The plan calls for a gradual increase in contributions, beginning with a 7.50% to 7.75% change in 2022, 8% in 2023, and 8.25% in 2024. A previously approved version of the bill sought contribution rates of up to 8.8%.

Tim Lee, executive director of the Texas Retired Teachers Association, said it’s “the most positive legislative action for all TRS members in 25 years.” Through the bill, the pension fund becomes actuarially sound immediately, rather than the previously forecasted 87 years. The retirement system’s funding ratio was 76.9% as of Aug. 31, 2018, according to its most recent comprehensive financial annual report.

Since the global financial crisis, pension plans including Texas Teachers’ faced stronger pressure to take a closer look at their portfolios and their assumed rates of return. Lee explained that the retirement system ended a relatively higher retirement benefits program in 2005, since there wasn’t anything that would reduce the cost of the benefit. Advocates agreed the newly installed benefits plan was “fair and reasonable.”

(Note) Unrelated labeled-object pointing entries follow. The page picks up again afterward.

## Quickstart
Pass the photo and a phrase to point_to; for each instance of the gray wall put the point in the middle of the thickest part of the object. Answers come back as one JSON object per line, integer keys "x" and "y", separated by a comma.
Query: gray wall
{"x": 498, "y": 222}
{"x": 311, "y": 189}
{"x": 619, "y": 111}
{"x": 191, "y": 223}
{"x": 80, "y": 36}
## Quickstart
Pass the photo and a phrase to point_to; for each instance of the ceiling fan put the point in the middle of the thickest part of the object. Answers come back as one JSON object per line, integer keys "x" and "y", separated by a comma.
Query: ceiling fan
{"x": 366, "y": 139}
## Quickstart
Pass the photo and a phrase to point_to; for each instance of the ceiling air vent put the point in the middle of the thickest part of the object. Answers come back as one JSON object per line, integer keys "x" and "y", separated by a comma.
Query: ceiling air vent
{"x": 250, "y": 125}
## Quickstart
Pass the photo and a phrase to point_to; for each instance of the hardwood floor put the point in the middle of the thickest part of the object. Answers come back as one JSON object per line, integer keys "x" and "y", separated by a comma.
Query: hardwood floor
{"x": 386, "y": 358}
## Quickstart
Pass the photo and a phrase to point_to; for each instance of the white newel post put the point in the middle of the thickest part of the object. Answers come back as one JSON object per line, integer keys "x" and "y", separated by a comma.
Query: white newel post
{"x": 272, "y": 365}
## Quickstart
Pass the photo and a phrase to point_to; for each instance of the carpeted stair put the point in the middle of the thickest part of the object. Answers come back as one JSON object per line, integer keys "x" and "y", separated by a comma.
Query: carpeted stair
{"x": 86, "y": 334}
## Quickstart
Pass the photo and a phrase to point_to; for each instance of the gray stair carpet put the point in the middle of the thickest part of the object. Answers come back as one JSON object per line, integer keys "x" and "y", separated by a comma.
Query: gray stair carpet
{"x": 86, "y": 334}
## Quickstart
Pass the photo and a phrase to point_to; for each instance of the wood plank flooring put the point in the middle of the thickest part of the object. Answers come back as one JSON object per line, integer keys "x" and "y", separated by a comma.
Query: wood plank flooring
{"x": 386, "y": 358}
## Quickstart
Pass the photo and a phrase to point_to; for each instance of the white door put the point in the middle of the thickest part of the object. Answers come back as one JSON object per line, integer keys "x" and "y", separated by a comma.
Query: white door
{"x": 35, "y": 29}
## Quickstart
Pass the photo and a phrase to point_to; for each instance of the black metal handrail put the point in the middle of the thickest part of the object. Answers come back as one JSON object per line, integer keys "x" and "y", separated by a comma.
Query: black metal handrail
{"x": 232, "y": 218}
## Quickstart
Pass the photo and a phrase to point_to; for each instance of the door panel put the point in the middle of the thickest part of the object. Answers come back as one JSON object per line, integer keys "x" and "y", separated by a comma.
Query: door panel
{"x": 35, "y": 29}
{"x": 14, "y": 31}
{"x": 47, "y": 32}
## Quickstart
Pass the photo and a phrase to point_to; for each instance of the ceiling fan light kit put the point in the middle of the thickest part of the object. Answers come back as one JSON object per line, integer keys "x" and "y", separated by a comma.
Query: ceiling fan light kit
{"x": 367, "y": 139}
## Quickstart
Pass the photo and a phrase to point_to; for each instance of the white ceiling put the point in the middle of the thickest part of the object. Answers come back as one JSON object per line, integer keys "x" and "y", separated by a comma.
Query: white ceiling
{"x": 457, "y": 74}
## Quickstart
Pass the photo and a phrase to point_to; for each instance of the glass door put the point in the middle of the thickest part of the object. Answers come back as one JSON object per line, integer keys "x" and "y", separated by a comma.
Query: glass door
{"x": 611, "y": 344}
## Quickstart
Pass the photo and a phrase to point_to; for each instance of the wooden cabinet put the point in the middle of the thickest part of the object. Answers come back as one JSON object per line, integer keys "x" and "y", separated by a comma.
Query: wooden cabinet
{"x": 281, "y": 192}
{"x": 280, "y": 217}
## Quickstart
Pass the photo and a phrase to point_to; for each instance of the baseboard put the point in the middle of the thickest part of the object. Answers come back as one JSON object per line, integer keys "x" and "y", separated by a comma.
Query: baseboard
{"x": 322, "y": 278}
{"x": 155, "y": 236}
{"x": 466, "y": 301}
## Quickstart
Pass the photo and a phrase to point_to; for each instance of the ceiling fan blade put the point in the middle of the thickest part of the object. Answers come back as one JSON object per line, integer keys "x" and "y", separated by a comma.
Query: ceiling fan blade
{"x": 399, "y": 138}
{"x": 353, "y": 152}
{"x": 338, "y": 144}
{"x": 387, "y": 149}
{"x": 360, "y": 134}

Senate Bill 12 also calls for a supplemental stipend to system beneficiaries with a value of up to $2,000. Its thesis runs counter to a previous version of the bill, which only sought a state contribution increase, Lee explained to CIO. After negotiations, what was agreed to was a shared paying approach between employees as well. There’ll be no increases to their future benefits, with no changes to the multiplier or annuity calculation.

“The most important part about this situation, is if the legislature can remain committed to the contribution increases,” Lee said, adding that it’s important contribution increases occur not only in bad budget years but in good ones as well.

The bill comes in tandem with the state’s $1.113 billion funding package for the pension plan.